云淮坐到云滔身侧,道:“ 皇兄真是忒糊涂了,何苦同她一个女流之辈计较?难道真要休妻杀妻?莫忘了,咱们的婚姻原就是政治联姻,今日若不能善了,她的家族如何能善罢甘休?难道皇兄还嫌这大节下的不够给皇室添堵?真的要让陛下厌憎了去?再说了,府中不痛快,我们自然可以出了府找那痛快的,这朵花不解语,自有那大把的解语花等着爷们,何苦失了风度闹将起来。” 云滔朝他作了个揖道:“ 皇弟言之有理,是为兄一时性急不察。” 云淮摇了摇扇子道:“ 自家兄弟,何须多礼?说起来,皇兄也有大半个月没出去了。明日的品芳宴在凝香楼内举办,皇兄不如去散散心。” 云滔正愁闷在府里无聊得紧,闻言一拍大腿高兴道:“ 是呀,我怎么把这茬儿事忘了。” 二人说定明日一块儿去参加品芳宴,云滔留他在那儿品茶吃酒,又唤了姬妾来助兴,直吃到日暮时分,云淮才告辞了家去。
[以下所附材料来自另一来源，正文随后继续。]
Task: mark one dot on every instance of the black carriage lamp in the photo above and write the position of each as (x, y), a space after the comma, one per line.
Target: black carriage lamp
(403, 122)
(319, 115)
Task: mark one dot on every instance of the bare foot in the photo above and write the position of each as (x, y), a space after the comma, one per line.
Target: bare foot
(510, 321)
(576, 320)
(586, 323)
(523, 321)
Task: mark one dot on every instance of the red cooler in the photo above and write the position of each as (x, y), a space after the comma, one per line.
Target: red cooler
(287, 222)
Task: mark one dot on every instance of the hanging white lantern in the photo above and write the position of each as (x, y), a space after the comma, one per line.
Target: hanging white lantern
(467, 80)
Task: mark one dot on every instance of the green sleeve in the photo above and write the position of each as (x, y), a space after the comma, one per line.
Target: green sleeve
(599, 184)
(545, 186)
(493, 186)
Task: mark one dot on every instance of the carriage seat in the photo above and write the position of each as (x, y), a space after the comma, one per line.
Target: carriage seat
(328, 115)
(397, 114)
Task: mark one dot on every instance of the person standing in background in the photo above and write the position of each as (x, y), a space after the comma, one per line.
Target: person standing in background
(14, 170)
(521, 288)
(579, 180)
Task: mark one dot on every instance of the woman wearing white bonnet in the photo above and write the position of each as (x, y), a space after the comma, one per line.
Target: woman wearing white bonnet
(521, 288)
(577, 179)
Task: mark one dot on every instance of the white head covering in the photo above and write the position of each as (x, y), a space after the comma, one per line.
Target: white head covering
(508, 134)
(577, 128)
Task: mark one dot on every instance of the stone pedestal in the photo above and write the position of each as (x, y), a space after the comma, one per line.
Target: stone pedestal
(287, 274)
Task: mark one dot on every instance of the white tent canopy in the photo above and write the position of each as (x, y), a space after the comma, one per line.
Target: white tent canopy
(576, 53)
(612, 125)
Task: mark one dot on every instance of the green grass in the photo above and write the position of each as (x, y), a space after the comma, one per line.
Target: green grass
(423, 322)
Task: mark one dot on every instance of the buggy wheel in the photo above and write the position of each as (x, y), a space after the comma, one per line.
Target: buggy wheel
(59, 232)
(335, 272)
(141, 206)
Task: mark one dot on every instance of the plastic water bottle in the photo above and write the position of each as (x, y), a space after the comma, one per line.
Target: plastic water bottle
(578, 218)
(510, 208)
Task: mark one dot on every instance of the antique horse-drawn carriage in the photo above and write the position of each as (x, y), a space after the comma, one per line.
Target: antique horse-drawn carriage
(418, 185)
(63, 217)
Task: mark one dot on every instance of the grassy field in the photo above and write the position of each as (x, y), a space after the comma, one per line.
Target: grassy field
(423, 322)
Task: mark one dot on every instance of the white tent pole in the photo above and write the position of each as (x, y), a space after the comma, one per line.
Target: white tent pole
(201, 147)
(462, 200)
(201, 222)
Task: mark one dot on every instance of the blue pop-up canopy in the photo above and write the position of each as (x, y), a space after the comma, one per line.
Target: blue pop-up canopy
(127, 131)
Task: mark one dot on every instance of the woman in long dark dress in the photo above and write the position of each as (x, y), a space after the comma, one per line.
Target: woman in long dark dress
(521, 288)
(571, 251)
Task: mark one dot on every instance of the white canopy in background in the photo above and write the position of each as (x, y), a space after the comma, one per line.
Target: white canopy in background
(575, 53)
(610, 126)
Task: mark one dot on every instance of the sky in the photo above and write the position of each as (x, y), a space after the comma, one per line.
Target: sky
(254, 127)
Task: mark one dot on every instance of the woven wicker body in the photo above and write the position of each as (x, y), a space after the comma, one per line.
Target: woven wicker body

次日品芳宴,这凝香楼内张灯结彩宾客云集好不热闹,云滔云淮刚上了二楼雅座,就被杨驸马等一众人拉过去,杨驸马道:“ 看来滔皇兄的伤已好得差不多了,今日一聚,合该畅饮。”立唤了小二来几坛女儿红花雕,云滔道:“ 还没好全呢,可不敢吃酒。” 云淮道:“ 正是!皇兄原在家休养,是我想着这许多天没同兄弟们聚,把他拉了来的,诸位但看我面子,切莫劝他吃酒,待皇兄好全了,再摆酒席请兄弟们畅饮。” 杨驸马忙道:“ 滔皇兄身子要紧,我等自然听淮皇兄的。” 忙唤了小二沏壶好茶来。云滔环顾四周,左边雅室内是许薛二位驸马,他听云淮说过,他们身旁还坐了两位年轻俊俏的公子。右边雅室里是国舅贾蓉同赵家的赵柏。对面则坐着高太尉的三公子高罴和韦丞相的小儿子韦笑,他们身后是几位出生寒门的武官。他们旁边的雅室里是御史大夫杨忠的儿子杨霖,他同一群应天书院的同窗们在一起。许驸马薛驸马见了云滔云淮等,忙前来见礼,云滔云淮杨驸马这才知他们身边的两位俊俏的公子原是二人的妹子许珠和薛秀所扮,皆心道:这二人恁地胡闹,怎的把妹子带来此处,哪里知道他二人也是到了此处才发现两位妹妹也偷跟来了,二人劝了劝,那许珠薛秀如何肯离开,又怕闹大了众人皆知,只得由得她们闹去。云滔云淮等面上却不显,只笑道:“ 二位妹妹端的是有沉鱼落雁闭月羞花之貌,这品芳宴中的美人儿如何能同两位妹妹相比。” 二女面有得意之色,许珠謔笑道:“ 哥哥们过奖了,羞花我同秀妹妹还勉强,闭月可万不敢当,那位殿下的风采,我姐妹可是仰慕的很呢。” 云滔云淮二人心道:妹妹天人一般,岂是你这等莺莺燕燕所能比的。却听薛秀笑道:“ 哥哥们可是腹诽我等不在闺阁中刺绣抚琴,却跑到这男子雅集之处?” 杨驸马笑揖道:“ 哪里敢腹诽两位妹妹,只着实有些好奇,妹妹既这样说,我等愿闻其详。” 薛驸马知这位素来胆大的妹子又要语出惊人,忙道:“ 诸位哥哥面前,休要胡言乱语,再闹下回不带你出来耍。” 云滔云淮等都笑道:“ 这里又无外人,都是自家兄弟,但说无妨。况做哥哥的,既带的妹子来这里耍,哪里又有不让说话的理。”
许珠拍手笑道:“ 正是这个理!秀妹妹快说,等下还要看美人儿呢。” 薛秀故意卖了个关子道:“ 世间所谓三不朽,各位哥哥可知?” 许驸马摇了摇扇子道:“ 太上有立德,其次有立功,其次有立言,虽久不废,此之谓不朽。立德,谓创制垂法,博施济众;立功,谓拯厄除难,功济于时;立言,谓言得其要,理足可传。” 薛秀给了他一个赞赏的眼神,接着说道:“ 依诸位兄长之见,我云国谁人可谓立功至大?” 云滔云淮傲然道:“ 这还用说,自然是我云国的开国君主太祖皇帝。” 薛秀道:“ 太祖皇帝的丰功伟绩大家自无异议,可我今天想说的却是另一位同样立下大功绩为后世垂范的了不起的人。” 众人皆纳闷儿:有谁能与太祖皇帝相提并论?许珠忙问:“ 是谁?妹妹快说。” 薛秀笑了笑,饮了一口茶道:“ 难道诸位忘了三百年前的神秀公主神秀女皇?”